Keele University is to open up historic areas of its campus to the public as part of Heritage Open Days, a national annual event supported by English Heritage.

Visitors will be able to tour the 19th century Grade II listed Keele Hall, former home of the Sneyd family, view the recently restored lakes and follow woodland paths.

There will be a rare opportunity to view the Raven Mason collection of ironstone ceramics. Curator Harry Frost will be available to give tours and provide a free identification service for any ceramic items brought along by members of the public.

Keele’s chapel, the UK's first purpose-built ecumenical place of worship, will be open from 12pm following the morning service.

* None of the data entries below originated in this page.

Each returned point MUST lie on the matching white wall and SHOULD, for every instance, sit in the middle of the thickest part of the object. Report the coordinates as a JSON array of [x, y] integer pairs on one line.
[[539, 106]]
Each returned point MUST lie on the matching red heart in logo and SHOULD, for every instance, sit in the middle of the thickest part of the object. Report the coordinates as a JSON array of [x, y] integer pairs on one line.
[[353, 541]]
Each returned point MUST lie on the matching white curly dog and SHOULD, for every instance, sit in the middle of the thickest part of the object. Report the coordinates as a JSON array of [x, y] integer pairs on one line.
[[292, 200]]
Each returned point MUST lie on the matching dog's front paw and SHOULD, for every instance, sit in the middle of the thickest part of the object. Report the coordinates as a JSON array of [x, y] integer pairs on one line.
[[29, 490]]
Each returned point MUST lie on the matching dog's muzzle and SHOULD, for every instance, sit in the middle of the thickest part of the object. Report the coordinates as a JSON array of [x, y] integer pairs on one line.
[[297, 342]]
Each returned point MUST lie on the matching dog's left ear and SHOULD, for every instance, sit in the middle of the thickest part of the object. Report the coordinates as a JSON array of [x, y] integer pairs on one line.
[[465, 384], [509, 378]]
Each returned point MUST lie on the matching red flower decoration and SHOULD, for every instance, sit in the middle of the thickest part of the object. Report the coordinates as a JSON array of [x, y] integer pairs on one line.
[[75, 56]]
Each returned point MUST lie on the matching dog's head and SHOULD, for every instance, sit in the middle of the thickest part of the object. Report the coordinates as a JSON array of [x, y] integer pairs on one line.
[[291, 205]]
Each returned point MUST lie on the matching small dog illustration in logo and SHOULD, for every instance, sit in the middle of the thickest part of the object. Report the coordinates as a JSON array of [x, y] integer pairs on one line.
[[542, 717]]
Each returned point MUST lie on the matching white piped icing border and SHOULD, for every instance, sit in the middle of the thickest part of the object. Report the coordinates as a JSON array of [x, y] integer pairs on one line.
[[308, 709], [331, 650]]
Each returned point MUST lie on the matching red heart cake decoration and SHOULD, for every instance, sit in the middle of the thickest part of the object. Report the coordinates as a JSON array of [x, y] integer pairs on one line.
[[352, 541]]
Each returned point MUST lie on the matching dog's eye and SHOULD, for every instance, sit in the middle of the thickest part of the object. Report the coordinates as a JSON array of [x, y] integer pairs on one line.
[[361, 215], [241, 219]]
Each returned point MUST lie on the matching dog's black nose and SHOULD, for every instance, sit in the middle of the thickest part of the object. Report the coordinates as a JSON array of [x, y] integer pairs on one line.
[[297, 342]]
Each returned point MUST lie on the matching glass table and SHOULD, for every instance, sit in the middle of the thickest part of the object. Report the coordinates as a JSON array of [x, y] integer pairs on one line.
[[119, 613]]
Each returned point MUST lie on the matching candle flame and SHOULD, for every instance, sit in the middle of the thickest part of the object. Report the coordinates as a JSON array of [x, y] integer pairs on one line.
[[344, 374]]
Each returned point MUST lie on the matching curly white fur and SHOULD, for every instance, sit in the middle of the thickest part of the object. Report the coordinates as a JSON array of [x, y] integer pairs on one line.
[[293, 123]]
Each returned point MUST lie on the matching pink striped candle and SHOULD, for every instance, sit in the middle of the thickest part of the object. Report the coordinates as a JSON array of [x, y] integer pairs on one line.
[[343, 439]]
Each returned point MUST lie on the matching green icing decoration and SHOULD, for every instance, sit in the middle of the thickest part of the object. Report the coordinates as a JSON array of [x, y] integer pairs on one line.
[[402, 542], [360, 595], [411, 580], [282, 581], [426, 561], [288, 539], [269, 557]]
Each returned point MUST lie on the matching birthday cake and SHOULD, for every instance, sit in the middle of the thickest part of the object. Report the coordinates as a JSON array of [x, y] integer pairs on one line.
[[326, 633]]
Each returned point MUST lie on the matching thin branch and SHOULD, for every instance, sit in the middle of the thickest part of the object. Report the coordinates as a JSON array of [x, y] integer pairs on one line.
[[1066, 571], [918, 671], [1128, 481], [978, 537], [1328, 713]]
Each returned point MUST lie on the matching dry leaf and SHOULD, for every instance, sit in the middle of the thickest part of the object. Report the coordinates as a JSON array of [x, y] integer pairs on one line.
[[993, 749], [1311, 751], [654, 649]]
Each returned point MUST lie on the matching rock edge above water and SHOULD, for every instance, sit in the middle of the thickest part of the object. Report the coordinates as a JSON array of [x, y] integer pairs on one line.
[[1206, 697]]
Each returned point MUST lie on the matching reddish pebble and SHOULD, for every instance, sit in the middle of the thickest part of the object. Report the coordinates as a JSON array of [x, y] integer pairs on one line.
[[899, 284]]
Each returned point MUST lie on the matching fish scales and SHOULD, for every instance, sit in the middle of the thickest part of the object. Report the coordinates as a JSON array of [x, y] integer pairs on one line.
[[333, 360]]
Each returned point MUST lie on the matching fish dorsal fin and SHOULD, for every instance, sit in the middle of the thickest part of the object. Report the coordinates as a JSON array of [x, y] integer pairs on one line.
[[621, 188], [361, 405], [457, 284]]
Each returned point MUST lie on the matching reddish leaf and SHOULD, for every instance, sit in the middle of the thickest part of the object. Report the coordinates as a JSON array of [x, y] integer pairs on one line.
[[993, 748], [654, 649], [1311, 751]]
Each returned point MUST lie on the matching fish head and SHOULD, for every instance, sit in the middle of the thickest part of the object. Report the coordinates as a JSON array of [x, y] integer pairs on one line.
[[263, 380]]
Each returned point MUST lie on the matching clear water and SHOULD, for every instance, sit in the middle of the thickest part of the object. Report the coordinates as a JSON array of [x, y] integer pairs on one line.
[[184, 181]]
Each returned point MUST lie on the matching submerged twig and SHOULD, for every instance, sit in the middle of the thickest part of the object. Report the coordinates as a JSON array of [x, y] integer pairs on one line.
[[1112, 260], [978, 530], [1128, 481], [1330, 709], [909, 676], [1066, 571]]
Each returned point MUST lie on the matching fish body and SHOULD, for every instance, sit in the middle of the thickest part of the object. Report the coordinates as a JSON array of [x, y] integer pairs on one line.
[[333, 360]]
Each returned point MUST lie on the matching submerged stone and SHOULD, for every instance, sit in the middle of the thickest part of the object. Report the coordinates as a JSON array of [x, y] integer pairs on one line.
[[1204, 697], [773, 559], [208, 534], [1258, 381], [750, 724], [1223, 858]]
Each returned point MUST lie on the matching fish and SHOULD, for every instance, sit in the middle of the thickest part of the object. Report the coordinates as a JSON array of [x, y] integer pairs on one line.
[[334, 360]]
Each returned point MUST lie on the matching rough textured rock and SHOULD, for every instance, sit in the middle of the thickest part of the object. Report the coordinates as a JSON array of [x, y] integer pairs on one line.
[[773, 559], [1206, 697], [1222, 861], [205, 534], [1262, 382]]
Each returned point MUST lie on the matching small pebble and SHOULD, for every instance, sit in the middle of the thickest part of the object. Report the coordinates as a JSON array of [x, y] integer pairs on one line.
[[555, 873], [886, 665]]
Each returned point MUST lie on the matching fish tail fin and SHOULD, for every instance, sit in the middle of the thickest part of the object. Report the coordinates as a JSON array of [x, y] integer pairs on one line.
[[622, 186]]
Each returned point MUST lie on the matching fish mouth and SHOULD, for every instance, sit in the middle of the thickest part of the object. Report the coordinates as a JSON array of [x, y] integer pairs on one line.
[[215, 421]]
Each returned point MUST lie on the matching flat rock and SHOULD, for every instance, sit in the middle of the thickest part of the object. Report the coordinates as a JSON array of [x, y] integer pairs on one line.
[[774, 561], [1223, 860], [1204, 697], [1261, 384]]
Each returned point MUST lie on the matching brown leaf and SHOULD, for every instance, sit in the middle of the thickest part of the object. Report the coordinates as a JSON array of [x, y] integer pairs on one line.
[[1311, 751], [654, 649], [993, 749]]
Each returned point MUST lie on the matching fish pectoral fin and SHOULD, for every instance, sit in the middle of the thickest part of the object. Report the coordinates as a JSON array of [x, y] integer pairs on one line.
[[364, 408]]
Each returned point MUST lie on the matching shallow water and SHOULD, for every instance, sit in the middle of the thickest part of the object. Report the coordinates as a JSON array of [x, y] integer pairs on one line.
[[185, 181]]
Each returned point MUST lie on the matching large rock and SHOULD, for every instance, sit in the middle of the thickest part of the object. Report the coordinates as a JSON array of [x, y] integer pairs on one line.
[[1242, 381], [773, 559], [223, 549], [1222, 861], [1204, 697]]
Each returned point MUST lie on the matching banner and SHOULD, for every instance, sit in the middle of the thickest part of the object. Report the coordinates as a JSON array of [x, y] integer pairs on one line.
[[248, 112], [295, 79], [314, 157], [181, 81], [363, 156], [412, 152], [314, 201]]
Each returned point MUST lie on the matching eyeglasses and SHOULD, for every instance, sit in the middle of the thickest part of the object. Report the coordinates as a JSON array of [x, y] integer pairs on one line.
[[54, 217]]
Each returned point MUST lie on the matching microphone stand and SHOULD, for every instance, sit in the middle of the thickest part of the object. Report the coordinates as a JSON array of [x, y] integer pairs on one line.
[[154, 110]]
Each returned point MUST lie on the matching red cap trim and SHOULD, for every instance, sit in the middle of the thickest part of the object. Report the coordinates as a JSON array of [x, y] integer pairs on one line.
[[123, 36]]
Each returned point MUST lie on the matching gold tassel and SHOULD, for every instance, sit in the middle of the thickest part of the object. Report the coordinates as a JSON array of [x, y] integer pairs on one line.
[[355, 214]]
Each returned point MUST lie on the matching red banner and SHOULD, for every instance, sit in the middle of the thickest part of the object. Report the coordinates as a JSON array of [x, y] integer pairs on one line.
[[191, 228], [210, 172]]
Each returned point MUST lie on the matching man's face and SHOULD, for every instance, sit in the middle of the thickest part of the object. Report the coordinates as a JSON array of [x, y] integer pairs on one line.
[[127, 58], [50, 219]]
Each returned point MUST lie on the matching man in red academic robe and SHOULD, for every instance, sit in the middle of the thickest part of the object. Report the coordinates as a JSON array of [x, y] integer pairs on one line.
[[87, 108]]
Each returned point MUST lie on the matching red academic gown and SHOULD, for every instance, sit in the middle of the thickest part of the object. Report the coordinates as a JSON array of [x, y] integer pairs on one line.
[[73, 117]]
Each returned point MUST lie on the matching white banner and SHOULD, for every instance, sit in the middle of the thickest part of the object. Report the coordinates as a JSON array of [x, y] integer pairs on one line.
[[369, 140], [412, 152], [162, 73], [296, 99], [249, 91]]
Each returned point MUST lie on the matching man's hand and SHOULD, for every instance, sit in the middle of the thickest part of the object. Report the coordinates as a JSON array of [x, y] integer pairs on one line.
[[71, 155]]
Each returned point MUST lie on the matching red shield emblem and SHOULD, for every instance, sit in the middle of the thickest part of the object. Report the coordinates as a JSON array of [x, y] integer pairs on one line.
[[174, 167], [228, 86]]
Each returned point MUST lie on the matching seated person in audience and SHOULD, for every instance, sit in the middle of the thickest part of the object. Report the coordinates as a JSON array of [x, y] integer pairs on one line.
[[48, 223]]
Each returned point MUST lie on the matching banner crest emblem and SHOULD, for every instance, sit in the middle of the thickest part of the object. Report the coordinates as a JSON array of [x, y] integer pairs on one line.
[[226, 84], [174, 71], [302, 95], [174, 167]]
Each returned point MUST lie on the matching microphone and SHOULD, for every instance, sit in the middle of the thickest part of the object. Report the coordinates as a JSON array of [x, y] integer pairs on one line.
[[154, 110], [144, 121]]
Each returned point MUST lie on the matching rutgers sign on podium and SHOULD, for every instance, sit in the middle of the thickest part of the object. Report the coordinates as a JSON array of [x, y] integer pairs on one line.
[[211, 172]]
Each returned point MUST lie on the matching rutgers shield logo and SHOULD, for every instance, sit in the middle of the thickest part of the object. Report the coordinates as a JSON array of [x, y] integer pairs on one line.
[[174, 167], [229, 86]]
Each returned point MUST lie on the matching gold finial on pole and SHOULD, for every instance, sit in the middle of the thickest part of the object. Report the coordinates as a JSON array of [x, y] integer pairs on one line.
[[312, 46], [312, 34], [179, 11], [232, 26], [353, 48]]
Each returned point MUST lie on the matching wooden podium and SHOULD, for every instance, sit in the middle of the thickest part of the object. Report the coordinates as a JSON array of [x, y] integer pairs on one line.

Designed by George Pace and constructed from Staffordshire blue bricks donated by a local brick manufacturer, the chapel was consecrated in 1965 and is Grade II listed for its architectural importance.

There will also be guided tours of Keele’s arboretum, which contains many rare species of tree, including a number of giant sequoias and a cedar of Lebanon, as well as one of the largest collections of flowering cherries in the country.

Keele University alumni officer John Easom said: “Many people have a strong association with Keele and wish they knew more or could see more of the historic buildings. Heritage Open Day offers a special opportunity to discover more about Keele Hall and other features of this unique estate and campus.”

The open day will take place from 10am to 4pm on Sunday, September 12, with free admission and parking. Refreshments will be available in Keele Hall’s ballroom.